X_line = np.empty(X_test.shape)
for i in range(X_test.shape[1]):
    X_line[:, i] = np.linspace(np.min(X_test[:,i]), np.max(X_test[:,i]), num=X_test.shape[0])
y_line = lm.predict(X_line)

# Printing the intercept and gradient values.
print('Intercept: \n', lm.intercept_)
print('Coefficients: \n', lm.coef_)

The ground floor living area has almost twice a greater impact on house sales price than the garage area.

In [None]:
# Generating predictions for test set.
print(predictions[0:20])

In [None]:
# Evaluating model performance using the mean squared error.
print ("R2 Score:", round (model.score(X_test, y_test), 4))

56% of the variance in the sale price is explained by the independent variables in the fitted model.

In [None]:
# Plot the errors
fig, ax = plt.subplots(1, X_test.shape[1], sharey=True, sharex=True, figsize=(20,14))
fig.suptitle("Sale Price vs  ")
ax[0].set_ylabel('Sale Price')

# Get values for the error bar
error_bar_values = np.abs((y_test-predictions)[:,0])

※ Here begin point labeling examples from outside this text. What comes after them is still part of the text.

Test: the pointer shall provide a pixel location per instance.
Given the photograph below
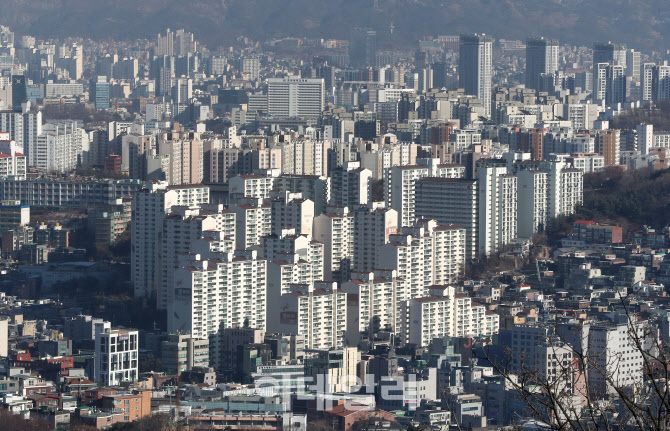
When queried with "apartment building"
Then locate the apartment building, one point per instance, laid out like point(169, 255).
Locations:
point(351, 185)
point(446, 313)
point(116, 356)
point(335, 230)
point(218, 290)
point(182, 352)
point(372, 228)
point(317, 312)
point(149, 206)
point(424, 255)
point(253, 222)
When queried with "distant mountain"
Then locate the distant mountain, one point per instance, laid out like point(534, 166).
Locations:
point(641, 24)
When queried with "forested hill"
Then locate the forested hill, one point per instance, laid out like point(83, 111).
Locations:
point(629, 198)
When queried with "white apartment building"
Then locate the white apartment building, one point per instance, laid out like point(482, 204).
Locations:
point(451, 201)
point(182, 226)
point(13, 164)
point(116, 356)
point(305, 156)
point(219, 290)
point(531, 202)
point(290, 210)
point(588, 162)
point(149, 206)
point(581, 144)
point(319, 313)
point(186, 156)
point(276, 246)
point(614, 359)
point(564, 187)
point(253, 222)
point(372, 300)
point(295, 97)
point(378, 159)
point(445, 313)
point(372, 228)
point(335, 230)
point(250, 186)
point(312, 187)
point(424, 255)
point(290, 270)
point(24, 126)
point(400, 191)
point(59, 148)
point(497, 208)
point(350, 185)
point(535, 348)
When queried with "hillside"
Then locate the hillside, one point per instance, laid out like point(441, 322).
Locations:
point(630, 198)
point(640, 24)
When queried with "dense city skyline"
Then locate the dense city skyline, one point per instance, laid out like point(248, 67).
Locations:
point(400, 226)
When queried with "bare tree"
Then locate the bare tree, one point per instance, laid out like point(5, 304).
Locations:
point(590, 376)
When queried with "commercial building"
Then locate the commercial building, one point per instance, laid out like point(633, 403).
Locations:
point(181, 352)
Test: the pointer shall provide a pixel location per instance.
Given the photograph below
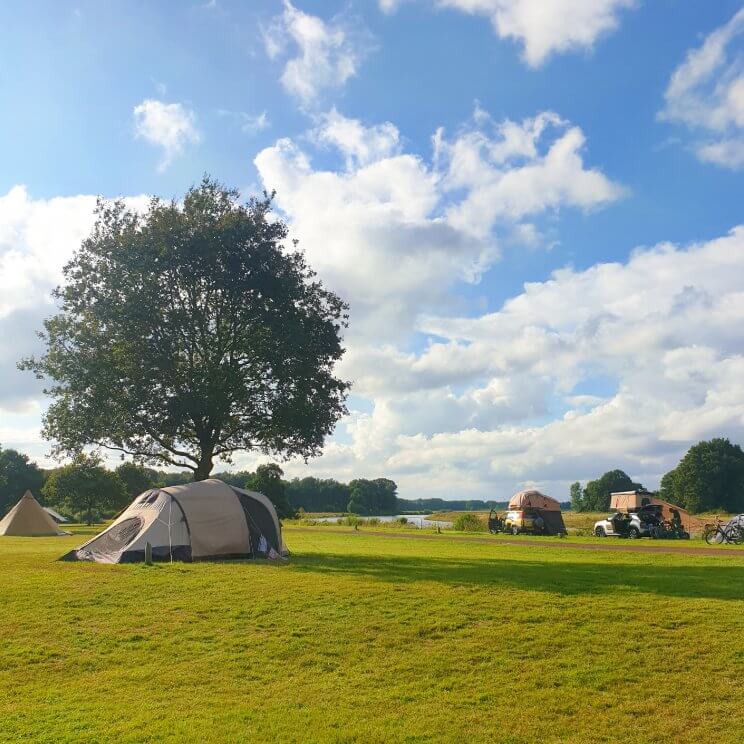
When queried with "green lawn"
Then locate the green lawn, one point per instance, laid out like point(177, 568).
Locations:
point(373, 639)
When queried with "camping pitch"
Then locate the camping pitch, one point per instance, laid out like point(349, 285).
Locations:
point(197, 521)
point(28, 519)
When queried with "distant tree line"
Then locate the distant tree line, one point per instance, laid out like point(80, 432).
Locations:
point(710, 477)
point(86, 490)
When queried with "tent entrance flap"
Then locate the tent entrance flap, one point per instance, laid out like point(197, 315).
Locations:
point(196, 521)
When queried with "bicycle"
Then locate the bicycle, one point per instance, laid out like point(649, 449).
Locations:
point(720, 533)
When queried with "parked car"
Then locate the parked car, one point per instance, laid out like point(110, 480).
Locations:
point(643, 522)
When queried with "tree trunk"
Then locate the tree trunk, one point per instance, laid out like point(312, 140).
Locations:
point(204, 468)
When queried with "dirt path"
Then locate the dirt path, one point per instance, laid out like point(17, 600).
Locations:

# Plot data, predicted values, and error bars
for i in range(X_test.shape[1]):
    ax[i].errorbar(X_test[:, i], y_test[:, 0], yerr=error_bar_values, fmt='.k', ecolor='red', label='True')
    ax[i].scatter(X_test[:,i], predictions[:,0], c='b', marker='.', label='Predicted')
    ax[i].legend(loc='best', fontsize='x-small')
    

**Interpret coefficients in the context of the prediction:**
The ground floor living area has twice as strong a correlation with the house sales price as it has a gradient of 403196.70350595 compared to the value of 213494.61081906 for the coefficient for the garage area.

**Summarise findings**
Ground floor living area, first floor living area and the garage area of houses have the strongest positive correlation with house sales prices looking at the correlation matrix. There is a negative correlation between the  number of above ground kitchens and the house sales price. The number of bedrooms above grade has the weakest positive correlation with house sales prices.

The linear regression model fitted onto the training data set captures almost 60% of the variance of the house sales price caused by the independent variables.

For ground floor living area, from the error plot the predicted values (blue points) closely match with the true values (black points) for the cheaper  house prices, indicating that the model performs  well for cheap houses.
As house prices increase howerver, the errors (red bars) become larger, suggesting that the model struggles to accurately predict high-priced houses. The same conclusions can be drawn from the error plot for sales price against garage area.